With Parliament once again open and a new federal budget in the offing, the political spotlight returns to Ottawa. Yet disillusionment runs deep as much of the credit accruing to the Harper government for the weathering of a global economic crisis and a rapid response to Haiti’s time of need has seemingly been eroded by the proroguing of Parliament – and lingering suspicions about a Prime Minister fixated on control.
Perhaps the PM deserves some credit however for inadvertently renewing interest in our political system (a sequel to last year’s constitutional lesson). Why does a prime minister get to shut down the legislative branch on a whim, for example? And to claim that confidence votes in the House are a source of market uncertainty is to imply that democracy and markets are somehow incompatible, a misguided example of political spin if there ever was one.
Facebook thus lit up in recent weeks with discussion groups devoted to parliamentary theatre and proper and improper notions of democracy. While some of this online activity mobilized a series of cross-country protests in many Canadians cities and towns, the modest numbers probably reassured government handlers that the damage would easily be contained.
Nonetheless, poll numbers now seem increasingly volatile and the online discussions on Facebook and elsewhere are indicative of the widening cleavage between our political institutions – including and most especially political parties – and an increasingly virtual citizenry awaiting a new voice in democratic affairs. While billions are spent on infrastructure in the name of economic recovery, where, then, is the investment in our ailing democracy?
Although at first glance this would hardly seem an agenda to be championed by Mr. Harper and his Cabinet – since the goal of those with power is to keep it – the government of the day should take a second look. While an overnight transformation of parliamentary governance is no doubt to ask a bit much, a more modest and yet laudable aim would be to seek ways to spur local experimentation in new and more online dimensions of democratic infrastructure in communities and cities.
In the early days of the federal government online program, for example, an important initiative was the Smart Communities program led by Industry Canada which funded a competitive process leading to twelve showcase localities to experiment. Even many unfunded proposals went forward in some manner, spurring the sort of grassroots innovation needed.

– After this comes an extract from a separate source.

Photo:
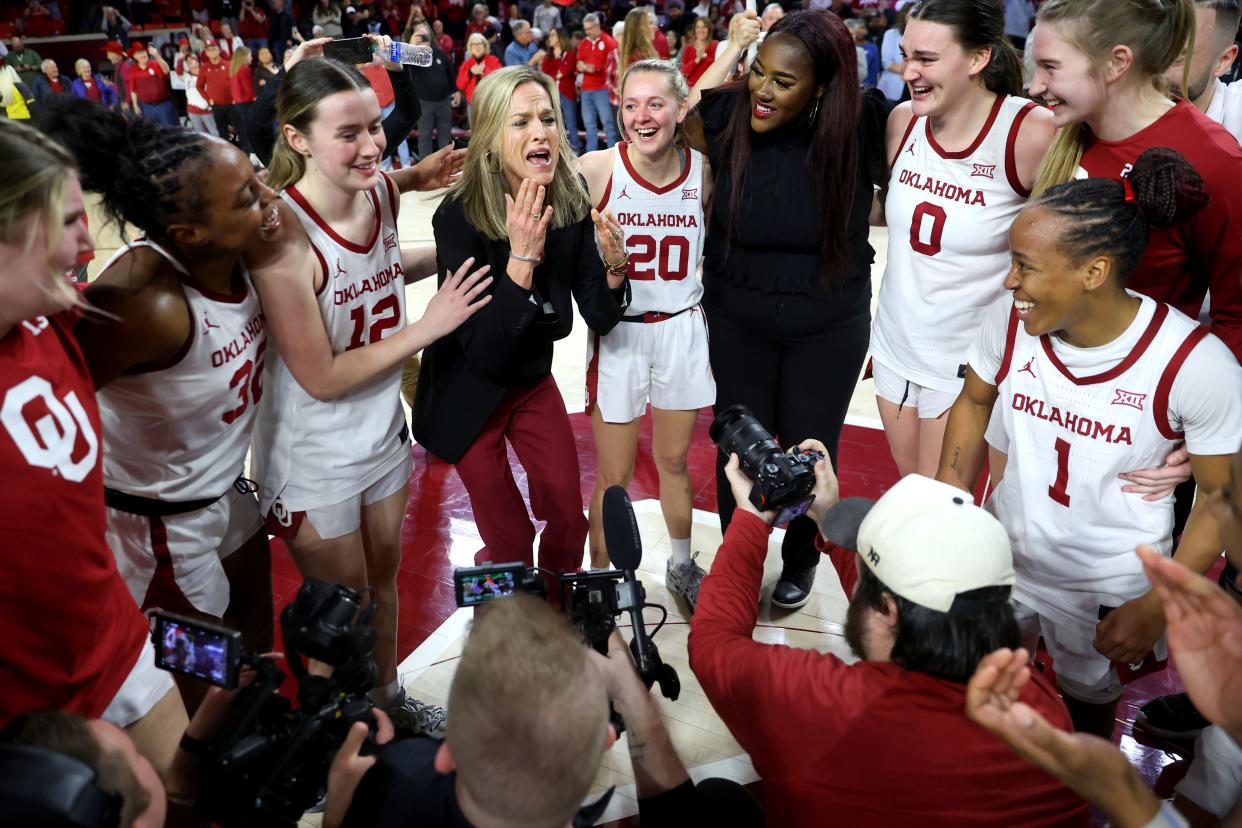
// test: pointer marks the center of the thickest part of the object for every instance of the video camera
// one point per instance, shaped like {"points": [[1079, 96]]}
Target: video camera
{"points": [[783, 481], [591, 600], [270, 761]]}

A particularly important priority going forward should target youth and education, the implication being that a federal-provincial partnership in the democratic realm would be welcome. Rather than the standard rhetoric or more seamless service to a public deemed “customers” with little time or appetite for jurisdictional niceties, it would be refreshing to see governments collaborating in the promotion of a more robust and virtual citizenry. Still, whereas federal and provincial leadership and funding are necessary prerequisites, the ideas and learning should be bottom-up, put forth by students, schools and education boards, municipalities, and the public at large.
Canada has much to learn from Europe in this regard. The Scottish Parliament has supported the creation of a youth parliament and the creation of e-democracy experiments for young people within schools, and the European Union is an aggressive promoter and investor in local initiative. The seeds of change must first be planted locally as has been the case with tentative steps toward internet voting. As the appetite widens for more meaningful democratic reform, both online and offline, our national institutions should be viewed as the endgame rather than a point of departure.
Indeed, a cautionary note from recent history: the Smart Communities initiative dispensed sixty million dollars over three years across twelve communities, a sum that pales in comparison to the hundreds of millions spent on upgrading and showcasing the federal government’s own service apparatus. Millions more have since been spent on television ads lauding the economic recovery effort, as well as the usual messaging by Service Canada and Canada Revenue Agency among others.
Accordingly, municipal and provincial leaders must also do their part in moving beyond the narrow obsession of securing more federal funding for traditional infrastructure. While the recent fixation with shovel ready projects is understandable in light of the recent economic contraction, a widening body of research and knowledge suggests that economic and democratic innovation are increasingly intertwined.
In a digital society that values openness and participation, those jurisdictions – at all levels – most able to leverage the collective intelligence of a fully engaged citizenry shall be those best able to nurture innovation and sustainable prosperity. Federalism affords opportunities for decentralized and shared learning, though at present such opportunities are stunted by a polity shaped by a national-centric television media and overly centralized fiscal capacities. A bottom-up democratic recovery effort is urgently required.